Undersampling Algorithms

The following table portrays the supported undersampling algorithms, whether the mechanism deletes or generates new data and the supported types of data.

Undersampling Method	Mechanism	Supported Data Types
Random Undersampler	Delete existing data as needed	Continuous and/or nominal
Cluster Undersampler	Generate new data or delete existing data	Continuous
Edited Nearest Neighbors Undersampler	Delete existing data meeting certain conditions (cleaning)	Continuous
Tomek Links Undersampler	Delete existing data meeting certain conditions (cleaning)	Continuous

Random Undersampler

Imbalance.random_undersample — Function

random_undersample(
    X, y; 
    ratios=1.0, rng=default_rng(), 
    try_preserve_type=true
)

Description

Naively undersample a dataset by randomly deleting existing observations.

Positional Arguments

X: A matrix of real numbers or a table with element scitypes that subtype Union{Finite, Infinite}. Elements in nominal columns should subtype Finite (i.e., have scitype OrderedFactor or Multiclass) and elements in continuous columns should subtype Infinite (i.e., have scitype Count or Continuous).
y: An abstract vector of labels (e.g., strings) that correspond to the observations in X

Keyword Arguments

ratios=1.0: A parameter that controls the amount of undersampling to be done for each class
- Can be a float and in this case each class will be undersampled to the size of the minority class times the float. By default, all classes are undersampled to the size of the minority class
- Can be a dictionary mapping each class label to the float ratio for that class

rng::Union{AbstractRNG, Integer}=default_rng(): Either an AbstractRNG object or an Integer seed to be used with Xoshiro if the Julia VERSION supports it. Otherwise, uses MersenneTwister`.

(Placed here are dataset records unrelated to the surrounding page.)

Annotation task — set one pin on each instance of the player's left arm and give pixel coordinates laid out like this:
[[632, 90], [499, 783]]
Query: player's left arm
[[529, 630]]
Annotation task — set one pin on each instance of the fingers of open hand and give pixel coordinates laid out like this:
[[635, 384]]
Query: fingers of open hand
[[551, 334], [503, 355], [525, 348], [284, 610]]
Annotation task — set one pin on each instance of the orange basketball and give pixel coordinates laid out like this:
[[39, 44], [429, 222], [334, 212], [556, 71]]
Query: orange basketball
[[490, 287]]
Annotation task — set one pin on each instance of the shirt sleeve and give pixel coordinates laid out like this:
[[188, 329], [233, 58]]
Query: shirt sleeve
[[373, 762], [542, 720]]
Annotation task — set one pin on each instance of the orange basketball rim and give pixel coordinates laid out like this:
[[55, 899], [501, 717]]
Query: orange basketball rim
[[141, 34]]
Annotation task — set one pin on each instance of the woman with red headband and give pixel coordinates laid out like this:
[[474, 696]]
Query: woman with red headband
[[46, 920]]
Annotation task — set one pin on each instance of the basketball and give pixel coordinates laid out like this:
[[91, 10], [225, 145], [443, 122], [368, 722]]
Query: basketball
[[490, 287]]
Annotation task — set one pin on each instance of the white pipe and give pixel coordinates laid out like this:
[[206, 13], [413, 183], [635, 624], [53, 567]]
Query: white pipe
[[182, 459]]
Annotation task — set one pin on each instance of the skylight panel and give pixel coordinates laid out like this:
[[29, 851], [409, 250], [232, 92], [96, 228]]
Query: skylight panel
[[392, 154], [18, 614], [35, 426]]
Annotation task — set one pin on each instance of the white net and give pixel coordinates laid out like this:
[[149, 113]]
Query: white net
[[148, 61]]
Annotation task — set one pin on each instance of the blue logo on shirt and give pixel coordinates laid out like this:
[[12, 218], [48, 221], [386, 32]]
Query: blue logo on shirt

try_preserve_type::Bool=true: When true, the function will try to not change the type of the input table (e.g., DataFrame). However, for some tables, this may not succeed, and in this case, the table returned will be a column table (named-tuple of vectors). This parameter is ignored if the input is a matrix.

Returns

X_under: A matrix or table that includes the data after undersampling depending on whether the input X is a matrix or table respectively
y_under: An abstract vector of labels corresponding to X_under

Example

using Imbalance

# set probability of each class
class_probs = [0.5, 0.2, 0.3]                         
num_rows, num_continuous_feats = 100, 5
# generate a table and categorical vector accordingly
X, y = generate_imbalanced_data(num_rows, num_continuous_feats; 
                                class_probs, rng=42)   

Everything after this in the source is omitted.